On Thursday 17 September 2015 05:09:07 Erik Christiansen wrote:

> On an old thread; 08.05.15 05:29, Mark Wendt wrote:
> > I bought a little transistor/cap tester kit from Banggood a while
> > back,
>
> Having followed suit, I was disappointed today to find a new/old-stock
> great fat 10,000 uF electrolytic giving an ESR reading of 0.8 ohm.
> Being, at least philosophically, Scottish, I thought I'd give
> reforming the dielectric a go. (My method is just to put the
> multimeter on ohms range, to apply a low voltage at low current.

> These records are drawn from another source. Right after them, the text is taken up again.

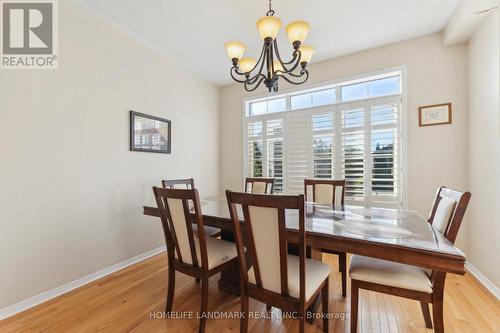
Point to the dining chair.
(188, 183)
(269, 274)
(407, 281)
(329, 192)
(259, 185)
(195, 255)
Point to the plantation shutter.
(384, 150)
(297, 148)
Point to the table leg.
(230, 277)
(316, 254)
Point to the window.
(267, 106)
(349, 131)
(265, 150)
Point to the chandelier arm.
(255, 78)
(305, 75)
(301, 73)
(233, 70)
(246, 85)
(294, 55)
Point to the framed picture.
(437, 114)
(149, 134)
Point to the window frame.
(400, 99)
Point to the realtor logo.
(29, 34)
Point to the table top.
(375, 225)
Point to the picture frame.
(437, 114)
(150, 134)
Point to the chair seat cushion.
(389, 273)
(209, 231)
(316, 273)
(218, 252)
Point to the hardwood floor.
(128, 300)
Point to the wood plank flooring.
(131, 300)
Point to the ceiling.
(194, 31)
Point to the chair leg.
(204, 305)
(170, 288)
(324, 305)
(354, 306)
(244, 313)
(427, 315)
(342, 269)
(437, 315)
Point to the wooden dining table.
(396, 235)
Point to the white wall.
(71, 192)
(483, 225)
(435, 74)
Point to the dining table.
(396, 235)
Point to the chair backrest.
(259, 185)
(186, 183)
(265, 228)
(448, 211)
(325, 191)
(182, 245)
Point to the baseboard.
(44, 297)
(483, 280)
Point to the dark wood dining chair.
(200, 257)
(259, 185)
(329, 192)
(407, 281)
(275, 277)
(188, 183)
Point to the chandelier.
(269, 68)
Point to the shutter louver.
(297, 140)
(353, 153)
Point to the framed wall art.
(149, 133)
(438, 114)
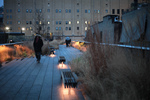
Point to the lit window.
(27, 28)
(7, 22)
(106, 11)
(18, 10)
(30, 28)
(48, 10)
(85, 11)
(27, 10)
(56, 28)
(48, 28)
(7, 11)
(19, 22)
(56, 22)
(66, 22)
(59, 28)
(10, 16)
(7, 17)
(85, 22)
(37, 22)
(19, 28)
(26, 22)
(30, 22)
(40, 22)
(69, 28)
(11, 22)
(37, 10)
(113, 11)
(59, 10)
(118, 11)
(66, 28)
(69, 10)
(85, 28)
(66, 10)
(40, 10)
(56, 10)
(69, 22)
(30, 10)
(59, 22)
(10, 10)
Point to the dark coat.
(38, 45)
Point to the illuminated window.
(30, 10)
(40, 10)
(19, 22)
(85, 11)
(69, 10)
(85, 22)
(40, 22)
(30, 28)
(27, 10)
(48, 10)
(85, 28)
(19, 28)
(30, 22)
(56, 10)
(59, 28)
(66, 22)
(27, 28)
(69, 28)
(60, 22)
(59, 10)
(66, 28)
(56, 22)
(48, 28)
(69, 22)
(66, 10)
(27, 22)
(18, 10)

Mine
> emits + on the negative terminal in ohms mode, so reverse connection
> of the leads is needed.)
>
> When I came back later, the needle had crept up to full scale on ohms
> x 1, and after briefly shorting with a screwdriver, just in case,
> retesting gave an ESR of 0.03 ohms.
>
> I don't know how typical that improvement might be, but it does show
> that a capacitor oughtn't be ruled out at first glance.
>
> Erik
>
And as a CET, and an old hand at that, thats a capacitor that would go in 
the bin Erik.  And its not open for discussion around my workbench.

The fact that you shorted it while charged with only the meters volt or 
so charge, and "fixed" it, which punches thru the foil oxides and 
restores a good but temporary connection, making that cap look good 
again, also says it will be bad again quick enough to eat your warranty 
budget.

Making a good, very low resistance connection between the external 
terminal metal, normally made out of something solderable like copper, 
and the alu foils that make up the capacitors  "plates" is a high art 
form because the alu is so reactive with the oxygen in the air we 
breath.  Throw in that it is etched chemically to increase its surface 
area 10 to 50 fold over plain alu, which increases its capacitance by 
the same factor, and you can begin to imagine the difficulty in actually 
getting a "gas tight" joint between the terminal and the alu foils.  The 
lack of that says the ESR will rise to the failure point in a relatively 
short time.  In low power stuff, the circuit will just mis-behave.  In 
higher powered situations, the heating from the ESR will eventually blow 
the caps case top open, or causing bulging of it before.

When inspecting any circuit that uses electrolytic capacitors, seeing any 
of them with bulged tops, is grounds to warm up the iron & replace them.  
They have already failed in terms of their ESR.

Cheers, Gene Heskett
-- 
"There are four boxes to be used in defense of liberty:
 soap, ballot, jury, and ammo. Please use in that order."